Would be great if someone with pnd-making skills could wrap tangoGPS up for the pandora app sites..
Yeah! My prayers have been answered. We one about using the Pandora as a GPS device. Not the one about me actually having a Pandora.
lol can i track where my pandora is?
+1
PORN!
Yes, another nail in the coffin for closed source!!!
Small nail. Big coffin. Don’t suspect Steve Jobs noticed.
Still. F*ck yeah!
I need to hurry up and get one of these so I don’t have to fool around with trail maps anymore
This is what I like about the community around the Pandora, and the thing that’ll keep it being an amazing piece of kit even as more powerful stuff is being released.

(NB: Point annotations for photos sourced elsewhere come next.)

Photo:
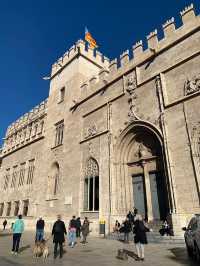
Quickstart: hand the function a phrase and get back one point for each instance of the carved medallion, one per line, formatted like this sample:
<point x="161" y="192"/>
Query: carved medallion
<point x="192" y="85"/>
<point x="90" y="131"/>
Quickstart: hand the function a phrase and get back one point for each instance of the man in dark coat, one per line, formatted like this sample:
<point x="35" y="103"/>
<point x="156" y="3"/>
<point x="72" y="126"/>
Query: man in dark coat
<point x="4" y="224"/>
<point x="140" y="237"/>
<point x="85" y="230"/>
<point x="58" y="233"/>
<point x="127" y="229"/>
<point x="39" y="230"/>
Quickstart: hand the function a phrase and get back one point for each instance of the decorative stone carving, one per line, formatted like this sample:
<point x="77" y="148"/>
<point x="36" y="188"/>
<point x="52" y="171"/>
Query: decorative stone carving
<point x="131" y="85"/>
<point x="92" y="168"/>
<point x="90" y="131"/>
<point x="192" y="85"/>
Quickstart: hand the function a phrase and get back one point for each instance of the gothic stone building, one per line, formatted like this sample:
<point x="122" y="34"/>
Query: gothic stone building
<point x="112" y="135"/>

I got one of those bluetooth GPS dongles a few years back, back before I had a phone with built-in GPS. I also have a netbook on which I’ve slapped an install of Ubuntu. I tried getting the two to work together – I got as far as talking to it and getting some numbers off it, but nothing as useful as an actual map.
But here comes the Pandora community and with only a few hundred devices in the wild come up with the solution. So it still takes a bit of effort to get everything paired up and talking, but just having a set of instructions is a big help.
Care to elaborate on specific devices anyone? And would a CF GPS work as well?
The Pandora doesn’t have a CF slot, and while you could plug one in via a, external card reader I rather doubt if that would work.
I have one of these: http://www.play.com/Mobiles/Mobile/4-/3496734/GPS200-SiRF-III-Bluetooth-GPS-Receiver/Product.html
I can’t guarantee it’ll work on Pandora since I don’t have access to one, but I’ve not yet found a device it won’t talk to, including linux machines.
Awesome! I was going to try to whip up something like this when I got my Pandora (I’m somewhere near #4000), but these guys saved me the effort.
I imagine pretty much everything will be developed and working by the time I get mine.
Very cool, but it also shows just how much time has passed. When I began following the Pandora project, this is one of the apps I dreamed of having most. Now I have 3 gps devices: one built into my car, an older suction mount gps, and of course my smartphone. For me at least, it robs most of the excitement to realize my most wanted app is now something rather mundane. Make of that what you will, I suppose.
Finally, a use for that dusty Freerunner!